クアッドが目指すものとしては、サプライチェーン(供給網)の強化に加え、自由かつ開かれたインド太平洋地域に向けた全般的な取り組みが挙げられる。

目下の新たな推進力は、日本政府の防衛費拡大の方針、バイデン米大統領による対アジア外交の立て直し、オーストラリア総選挙で勝利し、23日に就任したばかりのアルバニージー首相の登場だ。

クアッドと並行し、バイデン氏はインド太平洋経済枠組み(IPEF)を打ち出し、日本や韓国が貿易や投資の共通ルールに加わるよう呼び掛けている。IPEFは米国が17年に環太平洋経済連携協定(TPP)から離脱したままの現状を埋め合わせる努力であるのが透けて見える。

バイデン氏が前任のトランプ氏から距離を置こうとしても、民主党議員が後押しする貿易政策は「米国第一」の看板を掛け替えただけだ。ニュージーランドのある外交官は中身の薄いIPEFを、「ラマダン(イスラム教の断食月)中に昼食に招かれたような感じだ」と言い表した。

クアッドはIPEFよりも食欲をそそる。日本との関係緊密化に前向きな姿勢を見せる韓国がまず仲間入りする可能性がある。英国も候補で、欧州連合(EU)からの離脱後、新たなパートナーシップの構築を模索している。

これらの動きが新たな地政学的環境を映し出す半面、従来は中立を決め込んできた国々が、ロシアのプーチン大統領のウクライナ侵攻をきっかけに方針の変更を強いられている。その中でインドはロシアに軍備を頼る状況を自覚し、板挟みの状態にある。

中国をけん制するため、同盟のような枠組みにインドを引き込もうとしても無駄だ。
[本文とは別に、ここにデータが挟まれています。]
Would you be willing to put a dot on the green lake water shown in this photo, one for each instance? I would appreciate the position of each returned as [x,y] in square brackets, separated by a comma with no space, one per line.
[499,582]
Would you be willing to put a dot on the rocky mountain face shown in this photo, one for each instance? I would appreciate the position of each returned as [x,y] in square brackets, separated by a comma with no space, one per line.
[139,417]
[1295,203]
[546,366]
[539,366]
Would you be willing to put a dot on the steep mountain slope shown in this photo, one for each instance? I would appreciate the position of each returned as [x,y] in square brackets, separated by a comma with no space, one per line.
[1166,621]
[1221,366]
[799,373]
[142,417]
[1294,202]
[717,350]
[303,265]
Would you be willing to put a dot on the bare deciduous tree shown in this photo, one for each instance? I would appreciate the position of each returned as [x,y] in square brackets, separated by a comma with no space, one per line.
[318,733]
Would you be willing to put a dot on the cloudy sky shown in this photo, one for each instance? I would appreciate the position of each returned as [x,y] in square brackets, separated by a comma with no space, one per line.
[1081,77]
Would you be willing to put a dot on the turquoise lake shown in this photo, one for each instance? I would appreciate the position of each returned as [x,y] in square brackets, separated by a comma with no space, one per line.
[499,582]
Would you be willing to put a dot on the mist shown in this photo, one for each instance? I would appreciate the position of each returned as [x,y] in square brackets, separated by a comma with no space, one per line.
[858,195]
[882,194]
インド政府は中国を安全保障上の脅威と見なすが、同盟に頼らない立場を誇りにしてきた。米国のあるベテラン外交官は「インドは決して同盟国にならないが、パートナーにはなり得る」と話す。

総選挙を二度勝ち抜いたモディ氏は決定的な影響力を誇る。同氏の自由化政策は途切れ途切れにもかかわらず、インド経済のアニマルスピリット(血気)は再び活性化しつつある。ゼロコロナ政策に苦しみ続ける中国よりは景気が良さそうだ。
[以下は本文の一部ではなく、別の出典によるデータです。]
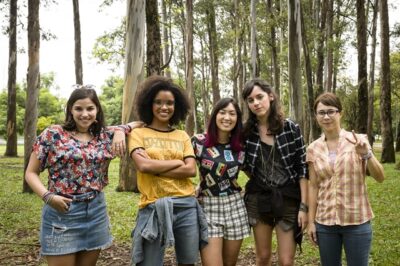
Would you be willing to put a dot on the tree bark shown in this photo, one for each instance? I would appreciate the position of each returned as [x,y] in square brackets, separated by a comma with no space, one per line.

自信を深めるインド、自己主張を始めた日本、インド太平洋地域との関係を再構築したい米国、実績を作りたい豪新首相。クアッドの前進が東京から加速する兆しは十分にある。クアッドを元気はつらつな10代の若者には例えられないかもしれないが、18年の時を経て立派に成人したのは間違いない。